Seattle Pays Protesters $250,000 in WTO Class Action Settlement
SEATTLE, WA -- January 23, 2004 -- The city of Seattle agreed to pay protesters $250,000 in a class action settlement concerning their arrests during the World Trade Organization (WTO) convention in 1999. One hundred fifty-seven people had been arrested in the Seattle downtown area and taken to jail. Some were exercising their First Amendment rights to speak and demonstrate against WTO policies; others may have been uninvolved bystanders. All were arrested outside the so-called "no-protest zone," a 25-block area that was cordoned off by the police as off limits to demonstrators.
Last month, a federal district court ruled that the police did not have probable cause to arrest the protesters (Hickey et al. v. City of Seattle). Judge Marsha Pechman pointed to the use of photocopied arrest records and the lack of supporting documentation. She said that the arrests were made without the "requisite suspicion" needed for warrantless arrests.

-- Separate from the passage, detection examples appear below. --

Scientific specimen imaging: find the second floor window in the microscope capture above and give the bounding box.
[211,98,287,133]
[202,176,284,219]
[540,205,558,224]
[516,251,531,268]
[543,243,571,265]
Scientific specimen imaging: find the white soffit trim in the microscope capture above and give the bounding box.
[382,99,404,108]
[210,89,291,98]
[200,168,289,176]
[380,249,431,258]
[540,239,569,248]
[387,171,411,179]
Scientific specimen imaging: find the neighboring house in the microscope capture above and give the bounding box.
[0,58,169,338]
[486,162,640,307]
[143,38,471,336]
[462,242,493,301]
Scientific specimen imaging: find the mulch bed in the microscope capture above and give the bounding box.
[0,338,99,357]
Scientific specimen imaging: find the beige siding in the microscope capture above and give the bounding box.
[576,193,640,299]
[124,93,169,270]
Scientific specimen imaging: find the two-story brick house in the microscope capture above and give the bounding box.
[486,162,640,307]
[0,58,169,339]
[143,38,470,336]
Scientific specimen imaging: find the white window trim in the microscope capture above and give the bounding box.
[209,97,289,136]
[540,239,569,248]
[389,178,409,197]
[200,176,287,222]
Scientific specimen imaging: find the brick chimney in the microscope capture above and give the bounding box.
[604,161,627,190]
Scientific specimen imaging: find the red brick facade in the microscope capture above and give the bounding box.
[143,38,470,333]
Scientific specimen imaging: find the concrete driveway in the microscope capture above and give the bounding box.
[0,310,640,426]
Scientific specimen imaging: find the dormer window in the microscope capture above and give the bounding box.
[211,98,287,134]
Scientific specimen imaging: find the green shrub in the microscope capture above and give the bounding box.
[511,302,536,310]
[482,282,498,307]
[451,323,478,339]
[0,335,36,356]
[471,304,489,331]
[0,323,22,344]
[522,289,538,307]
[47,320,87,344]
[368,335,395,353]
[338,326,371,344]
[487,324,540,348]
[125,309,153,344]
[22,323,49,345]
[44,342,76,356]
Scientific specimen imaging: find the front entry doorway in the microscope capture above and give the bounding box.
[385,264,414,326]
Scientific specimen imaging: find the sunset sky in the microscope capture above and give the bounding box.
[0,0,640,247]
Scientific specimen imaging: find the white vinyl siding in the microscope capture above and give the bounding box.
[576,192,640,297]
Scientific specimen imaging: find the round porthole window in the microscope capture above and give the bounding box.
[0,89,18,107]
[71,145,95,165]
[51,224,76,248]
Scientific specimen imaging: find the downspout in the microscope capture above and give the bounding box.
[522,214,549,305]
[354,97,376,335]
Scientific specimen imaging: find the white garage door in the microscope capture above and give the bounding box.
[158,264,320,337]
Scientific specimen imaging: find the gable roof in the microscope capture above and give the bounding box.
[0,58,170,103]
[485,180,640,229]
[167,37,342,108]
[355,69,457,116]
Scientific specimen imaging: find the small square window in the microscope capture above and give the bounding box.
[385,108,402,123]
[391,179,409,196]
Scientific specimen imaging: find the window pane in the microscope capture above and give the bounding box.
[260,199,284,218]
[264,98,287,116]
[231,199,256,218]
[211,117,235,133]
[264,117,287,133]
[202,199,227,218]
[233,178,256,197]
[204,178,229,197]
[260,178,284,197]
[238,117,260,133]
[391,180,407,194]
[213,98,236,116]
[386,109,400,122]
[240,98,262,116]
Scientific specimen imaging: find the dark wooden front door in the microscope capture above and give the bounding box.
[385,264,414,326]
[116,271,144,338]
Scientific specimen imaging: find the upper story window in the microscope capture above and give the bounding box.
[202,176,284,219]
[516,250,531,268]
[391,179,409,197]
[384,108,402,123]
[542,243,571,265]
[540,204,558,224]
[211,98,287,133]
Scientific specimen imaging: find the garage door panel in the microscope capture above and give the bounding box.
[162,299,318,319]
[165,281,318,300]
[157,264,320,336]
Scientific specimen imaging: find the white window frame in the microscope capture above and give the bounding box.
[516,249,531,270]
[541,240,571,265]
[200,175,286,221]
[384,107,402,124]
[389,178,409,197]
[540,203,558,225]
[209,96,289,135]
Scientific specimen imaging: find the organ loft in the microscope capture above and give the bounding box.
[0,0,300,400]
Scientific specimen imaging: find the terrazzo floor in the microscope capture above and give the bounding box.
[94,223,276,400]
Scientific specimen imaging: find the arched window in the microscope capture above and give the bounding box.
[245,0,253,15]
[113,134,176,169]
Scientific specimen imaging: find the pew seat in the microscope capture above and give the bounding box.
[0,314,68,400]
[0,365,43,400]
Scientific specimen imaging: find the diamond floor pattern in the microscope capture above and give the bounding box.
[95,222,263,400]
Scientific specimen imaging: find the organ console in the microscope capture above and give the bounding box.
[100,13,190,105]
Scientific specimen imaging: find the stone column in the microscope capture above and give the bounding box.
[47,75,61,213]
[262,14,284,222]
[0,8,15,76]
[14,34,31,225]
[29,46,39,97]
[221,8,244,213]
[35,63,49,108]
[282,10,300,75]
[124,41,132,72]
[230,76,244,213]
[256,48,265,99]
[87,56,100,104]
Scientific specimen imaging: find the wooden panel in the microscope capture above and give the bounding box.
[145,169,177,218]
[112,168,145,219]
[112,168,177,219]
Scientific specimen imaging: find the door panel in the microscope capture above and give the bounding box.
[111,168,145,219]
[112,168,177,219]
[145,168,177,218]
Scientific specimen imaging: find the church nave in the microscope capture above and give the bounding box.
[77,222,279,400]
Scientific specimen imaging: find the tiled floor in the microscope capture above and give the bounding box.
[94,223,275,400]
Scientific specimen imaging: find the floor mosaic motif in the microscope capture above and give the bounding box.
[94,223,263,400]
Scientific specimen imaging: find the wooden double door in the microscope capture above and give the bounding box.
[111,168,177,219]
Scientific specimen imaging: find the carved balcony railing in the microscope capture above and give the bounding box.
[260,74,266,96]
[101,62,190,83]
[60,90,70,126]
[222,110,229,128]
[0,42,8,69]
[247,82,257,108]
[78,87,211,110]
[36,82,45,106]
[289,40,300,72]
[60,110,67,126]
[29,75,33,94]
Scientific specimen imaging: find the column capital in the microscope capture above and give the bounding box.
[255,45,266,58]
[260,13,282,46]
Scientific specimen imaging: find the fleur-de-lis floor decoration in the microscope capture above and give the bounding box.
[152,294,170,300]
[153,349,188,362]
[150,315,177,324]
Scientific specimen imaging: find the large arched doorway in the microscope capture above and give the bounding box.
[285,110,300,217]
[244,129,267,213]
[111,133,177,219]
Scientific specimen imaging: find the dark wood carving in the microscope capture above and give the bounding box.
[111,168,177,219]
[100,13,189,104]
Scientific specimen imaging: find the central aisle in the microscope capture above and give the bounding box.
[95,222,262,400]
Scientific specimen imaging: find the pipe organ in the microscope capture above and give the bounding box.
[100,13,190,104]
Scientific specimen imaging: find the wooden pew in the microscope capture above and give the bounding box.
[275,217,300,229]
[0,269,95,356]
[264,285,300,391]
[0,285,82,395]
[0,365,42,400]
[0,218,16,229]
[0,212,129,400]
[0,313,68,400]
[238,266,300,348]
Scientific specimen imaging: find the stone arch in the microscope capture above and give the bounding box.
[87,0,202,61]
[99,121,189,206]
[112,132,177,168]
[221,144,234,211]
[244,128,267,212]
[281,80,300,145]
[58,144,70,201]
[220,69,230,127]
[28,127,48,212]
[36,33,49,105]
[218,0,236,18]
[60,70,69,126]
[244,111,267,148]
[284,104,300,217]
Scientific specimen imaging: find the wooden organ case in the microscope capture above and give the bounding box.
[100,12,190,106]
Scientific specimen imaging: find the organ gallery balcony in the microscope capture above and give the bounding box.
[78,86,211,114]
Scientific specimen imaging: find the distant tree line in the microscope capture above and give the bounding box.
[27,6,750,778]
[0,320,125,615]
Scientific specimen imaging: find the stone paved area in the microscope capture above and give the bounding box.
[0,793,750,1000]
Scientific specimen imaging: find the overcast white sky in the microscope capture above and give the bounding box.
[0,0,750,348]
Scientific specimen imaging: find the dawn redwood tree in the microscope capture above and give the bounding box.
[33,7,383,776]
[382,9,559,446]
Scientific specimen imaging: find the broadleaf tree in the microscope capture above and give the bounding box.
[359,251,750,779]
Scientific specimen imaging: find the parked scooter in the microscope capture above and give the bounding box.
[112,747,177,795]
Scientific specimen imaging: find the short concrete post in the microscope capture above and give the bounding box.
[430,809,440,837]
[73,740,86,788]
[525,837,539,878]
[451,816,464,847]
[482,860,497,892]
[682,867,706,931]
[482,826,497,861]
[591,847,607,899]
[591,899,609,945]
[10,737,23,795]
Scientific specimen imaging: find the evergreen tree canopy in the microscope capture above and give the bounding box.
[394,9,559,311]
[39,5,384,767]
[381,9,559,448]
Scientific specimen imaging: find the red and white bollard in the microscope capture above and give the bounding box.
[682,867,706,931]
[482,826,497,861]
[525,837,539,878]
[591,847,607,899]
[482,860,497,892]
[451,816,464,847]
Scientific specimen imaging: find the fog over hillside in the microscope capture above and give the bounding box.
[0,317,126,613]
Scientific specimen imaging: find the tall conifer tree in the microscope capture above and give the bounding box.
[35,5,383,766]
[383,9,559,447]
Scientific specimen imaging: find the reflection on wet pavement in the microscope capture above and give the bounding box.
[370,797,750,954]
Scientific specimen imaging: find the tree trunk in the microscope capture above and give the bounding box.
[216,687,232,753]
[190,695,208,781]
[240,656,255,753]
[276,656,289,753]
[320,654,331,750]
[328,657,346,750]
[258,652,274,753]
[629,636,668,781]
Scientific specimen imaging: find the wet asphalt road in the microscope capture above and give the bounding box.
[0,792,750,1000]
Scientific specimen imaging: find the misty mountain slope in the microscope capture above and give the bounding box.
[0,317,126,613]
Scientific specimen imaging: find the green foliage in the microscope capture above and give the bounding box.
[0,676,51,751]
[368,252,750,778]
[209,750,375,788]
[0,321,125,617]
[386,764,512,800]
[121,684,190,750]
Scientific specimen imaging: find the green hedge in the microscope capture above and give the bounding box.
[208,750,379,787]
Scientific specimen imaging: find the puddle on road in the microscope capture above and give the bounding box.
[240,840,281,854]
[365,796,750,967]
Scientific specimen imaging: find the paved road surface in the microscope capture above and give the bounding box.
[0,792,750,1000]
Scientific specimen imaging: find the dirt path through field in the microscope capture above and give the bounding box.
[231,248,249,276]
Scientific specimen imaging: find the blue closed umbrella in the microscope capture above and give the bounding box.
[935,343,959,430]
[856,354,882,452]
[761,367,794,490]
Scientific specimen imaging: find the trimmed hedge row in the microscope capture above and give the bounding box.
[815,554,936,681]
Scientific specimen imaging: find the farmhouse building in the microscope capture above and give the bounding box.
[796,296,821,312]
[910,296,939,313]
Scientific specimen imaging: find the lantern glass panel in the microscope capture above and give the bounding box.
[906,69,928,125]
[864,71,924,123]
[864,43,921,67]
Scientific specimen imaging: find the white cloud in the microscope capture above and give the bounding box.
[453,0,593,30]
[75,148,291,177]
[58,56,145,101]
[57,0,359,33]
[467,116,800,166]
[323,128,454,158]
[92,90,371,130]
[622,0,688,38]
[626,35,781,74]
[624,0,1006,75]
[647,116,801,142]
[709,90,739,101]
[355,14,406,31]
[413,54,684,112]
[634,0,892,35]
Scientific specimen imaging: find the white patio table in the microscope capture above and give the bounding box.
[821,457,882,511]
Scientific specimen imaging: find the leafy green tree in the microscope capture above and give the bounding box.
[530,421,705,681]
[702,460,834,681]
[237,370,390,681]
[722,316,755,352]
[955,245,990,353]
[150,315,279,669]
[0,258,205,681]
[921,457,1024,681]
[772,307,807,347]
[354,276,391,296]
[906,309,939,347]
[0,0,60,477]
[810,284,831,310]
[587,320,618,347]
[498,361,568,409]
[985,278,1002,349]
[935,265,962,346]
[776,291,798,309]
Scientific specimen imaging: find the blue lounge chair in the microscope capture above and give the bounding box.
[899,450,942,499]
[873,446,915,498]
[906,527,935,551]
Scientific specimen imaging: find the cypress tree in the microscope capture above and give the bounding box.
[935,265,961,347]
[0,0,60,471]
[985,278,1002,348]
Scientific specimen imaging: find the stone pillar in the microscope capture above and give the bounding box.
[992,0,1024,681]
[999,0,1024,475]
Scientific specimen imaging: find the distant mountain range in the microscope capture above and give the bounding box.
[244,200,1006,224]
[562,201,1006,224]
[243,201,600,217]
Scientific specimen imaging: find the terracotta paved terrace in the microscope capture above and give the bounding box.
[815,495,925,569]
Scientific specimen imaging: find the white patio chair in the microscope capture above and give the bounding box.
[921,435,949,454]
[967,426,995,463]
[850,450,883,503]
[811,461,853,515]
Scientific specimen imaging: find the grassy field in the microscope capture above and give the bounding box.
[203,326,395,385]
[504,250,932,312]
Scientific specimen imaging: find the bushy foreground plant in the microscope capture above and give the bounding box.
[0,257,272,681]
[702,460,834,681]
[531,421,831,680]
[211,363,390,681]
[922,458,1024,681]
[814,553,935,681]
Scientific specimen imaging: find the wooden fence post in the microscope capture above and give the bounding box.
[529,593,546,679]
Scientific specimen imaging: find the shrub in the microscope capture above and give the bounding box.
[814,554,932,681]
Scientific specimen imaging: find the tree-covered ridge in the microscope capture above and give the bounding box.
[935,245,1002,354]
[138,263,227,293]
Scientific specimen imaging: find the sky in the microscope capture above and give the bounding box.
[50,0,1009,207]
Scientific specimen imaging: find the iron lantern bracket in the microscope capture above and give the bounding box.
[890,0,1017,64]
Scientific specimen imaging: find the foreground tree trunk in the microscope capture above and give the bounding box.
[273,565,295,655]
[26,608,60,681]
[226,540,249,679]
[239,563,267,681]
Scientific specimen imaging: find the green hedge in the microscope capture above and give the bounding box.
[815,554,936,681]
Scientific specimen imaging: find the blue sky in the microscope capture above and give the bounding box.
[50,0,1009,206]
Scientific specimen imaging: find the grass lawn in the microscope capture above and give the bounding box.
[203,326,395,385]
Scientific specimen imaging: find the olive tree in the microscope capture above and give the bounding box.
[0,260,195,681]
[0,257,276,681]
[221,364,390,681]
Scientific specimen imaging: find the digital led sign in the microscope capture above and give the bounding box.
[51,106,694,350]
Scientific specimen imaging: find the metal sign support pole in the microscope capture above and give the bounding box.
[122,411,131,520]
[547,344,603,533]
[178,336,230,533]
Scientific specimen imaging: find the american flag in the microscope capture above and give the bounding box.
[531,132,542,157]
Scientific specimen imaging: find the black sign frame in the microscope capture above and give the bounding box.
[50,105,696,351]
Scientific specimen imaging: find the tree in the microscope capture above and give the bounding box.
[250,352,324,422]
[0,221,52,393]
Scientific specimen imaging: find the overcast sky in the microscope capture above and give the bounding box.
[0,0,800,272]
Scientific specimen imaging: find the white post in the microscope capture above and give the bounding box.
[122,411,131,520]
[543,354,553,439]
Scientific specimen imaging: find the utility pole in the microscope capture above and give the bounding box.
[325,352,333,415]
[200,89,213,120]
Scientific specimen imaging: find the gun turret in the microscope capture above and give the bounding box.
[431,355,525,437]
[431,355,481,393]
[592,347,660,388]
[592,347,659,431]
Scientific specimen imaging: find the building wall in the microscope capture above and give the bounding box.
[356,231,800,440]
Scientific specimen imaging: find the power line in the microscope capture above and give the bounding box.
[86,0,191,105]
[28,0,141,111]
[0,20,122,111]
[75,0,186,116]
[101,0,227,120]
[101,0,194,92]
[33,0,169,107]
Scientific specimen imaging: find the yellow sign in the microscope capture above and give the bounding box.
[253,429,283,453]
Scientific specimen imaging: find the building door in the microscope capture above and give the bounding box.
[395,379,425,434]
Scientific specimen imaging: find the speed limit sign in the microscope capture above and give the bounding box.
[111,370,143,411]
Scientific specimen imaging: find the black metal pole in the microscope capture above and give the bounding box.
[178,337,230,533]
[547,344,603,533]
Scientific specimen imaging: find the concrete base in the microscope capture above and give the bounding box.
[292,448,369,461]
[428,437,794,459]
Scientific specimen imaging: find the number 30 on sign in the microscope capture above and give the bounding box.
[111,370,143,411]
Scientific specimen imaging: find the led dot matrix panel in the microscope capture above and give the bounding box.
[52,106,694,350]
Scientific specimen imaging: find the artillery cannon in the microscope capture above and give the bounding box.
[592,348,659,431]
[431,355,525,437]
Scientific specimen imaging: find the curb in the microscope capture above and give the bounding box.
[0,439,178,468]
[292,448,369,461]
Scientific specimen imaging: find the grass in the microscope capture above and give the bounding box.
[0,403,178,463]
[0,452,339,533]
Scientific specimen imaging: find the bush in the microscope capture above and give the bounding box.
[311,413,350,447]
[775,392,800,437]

After the federal district court ruling, Trial Lawyers for Public Justice (TLPJ) represented the protesters in the class action suit against the city and negotiated the settlement agreement. TLPJ is still challenging the legality of establishing a no-protest zone in the first place. It will represent those arrested in the no-protest zone before the 9th U.S. Circuit Court of Appeals on February 6, 2004.